17.07.2019 | Stand 23.09.2023, 7:50 Uhr
Frieder Betz
Der Untergang der RMS Titanic gilt als eines der dramatischsten Unglücke des 20. Jahrhunderts. "Titanic - The Musical" basiert auf den bewegenden Schicksalen der Menschen an Bord. −Foto: Rylander

München (DK) Alle, wirklich alle Wasservergleiche verbieten sich bei diesem Thema.

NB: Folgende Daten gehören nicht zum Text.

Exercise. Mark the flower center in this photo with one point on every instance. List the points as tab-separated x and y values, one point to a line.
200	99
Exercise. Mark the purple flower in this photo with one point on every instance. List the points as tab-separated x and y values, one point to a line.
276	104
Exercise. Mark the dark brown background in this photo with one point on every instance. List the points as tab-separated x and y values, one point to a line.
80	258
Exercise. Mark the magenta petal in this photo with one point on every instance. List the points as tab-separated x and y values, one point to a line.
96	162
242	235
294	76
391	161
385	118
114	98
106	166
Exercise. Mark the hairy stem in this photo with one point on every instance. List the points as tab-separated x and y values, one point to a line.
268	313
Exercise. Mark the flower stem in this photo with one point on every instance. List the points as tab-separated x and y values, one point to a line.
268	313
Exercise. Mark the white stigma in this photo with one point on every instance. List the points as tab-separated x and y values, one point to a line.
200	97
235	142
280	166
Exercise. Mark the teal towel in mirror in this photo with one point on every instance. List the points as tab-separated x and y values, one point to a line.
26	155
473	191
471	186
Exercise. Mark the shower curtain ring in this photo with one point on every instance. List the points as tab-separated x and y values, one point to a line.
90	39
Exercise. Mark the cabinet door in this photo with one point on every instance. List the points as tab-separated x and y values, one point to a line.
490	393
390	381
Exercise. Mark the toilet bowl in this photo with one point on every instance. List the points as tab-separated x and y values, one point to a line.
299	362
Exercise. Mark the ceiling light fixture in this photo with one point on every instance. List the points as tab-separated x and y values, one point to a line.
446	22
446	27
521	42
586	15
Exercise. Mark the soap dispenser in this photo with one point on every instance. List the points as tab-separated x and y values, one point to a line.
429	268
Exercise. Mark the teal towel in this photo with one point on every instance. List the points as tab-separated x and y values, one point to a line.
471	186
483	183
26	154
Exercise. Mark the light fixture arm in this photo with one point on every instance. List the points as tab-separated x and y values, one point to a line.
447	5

Also nichts von dem erfolgreichen Stapellauf eines Musicals in München, das garantiert keinen Schiffbruch erlitten hat und nichts über das erfolgreiche Navigieren des Produktionsteams vorbei an den bekannt gefährlichen Eisbergen namens Kitsch und Ennui. Es ist eine ernste Sache - und schon das ist durchaus bemerkenswert im Musiktheatersektor. Hier gibt es zwar von Albert Lortzings "Zar und Zimmermann" über Richard Wagners "Der fliegende Holländer" eine stabile nautische Traditionslinie bis zum "Showboat" oder dem Kreuzfahrtschiff aus "Ich war noch niemals in New York", aber stets geht es heiter oder zumindest abenteuerlich zu an Bord. Doch aus einem historischen Schiffsunglück mit rund 1500 Opfern eine unterhaltsame Bühnenshow zu formen, das ist schon ein starkes Stück.

Umso erstaunlicher, dass es gelingen kann, obwohl die Handlung vorhersehbar tragisch enden wird. Während der oscarprämierte Blockbuster mit Kate Winslet und Leonard DiCaprio aus dem Jahr 1997 die Lovestory der beiden Hauptrollen im Focus hatte, setzt das Musical, welches durch Verzögerungen in der Postproduktion knapp vor der Filmpremiere herauskam, auf das Breitbandformat. Im Jahr der Uraufführung waren übrigens ziemlich genau 85 Jahre seit der Katastrophe vergangen. Eine beeindruckende Menge von Passagieren und Mannschaftsmitgliedern findet in dieser musikgewordenen Panoramaaufnahme eines Schiffsunglücks ihren Platz. Viele von ihnen sind Männer: Der passionierte Technikfreak im Funkerzimmer, der Reeder, der Erbauer, der Kabinenjunge, der Kapitän, der Erste-Klasse-Stewart, aber auch ein Heizer, der sein Mädel in der Heimat vermisst. Sie alle sind knapp, aber so prägnant gezeichnet, dass man sie studieren kann wie auf einer jener überscharfen Familienporträts in der Frühzeit der Fotografie. "It's a Man's Man's Man's World" - nicht nur war die Mehrheit der Schiffsbelegung männlich, sondern auch ihre Opferzahl mit rund 80 Prozent am höchsten, geschuldet dem Appell "Frauen und Kinder zuerst! ".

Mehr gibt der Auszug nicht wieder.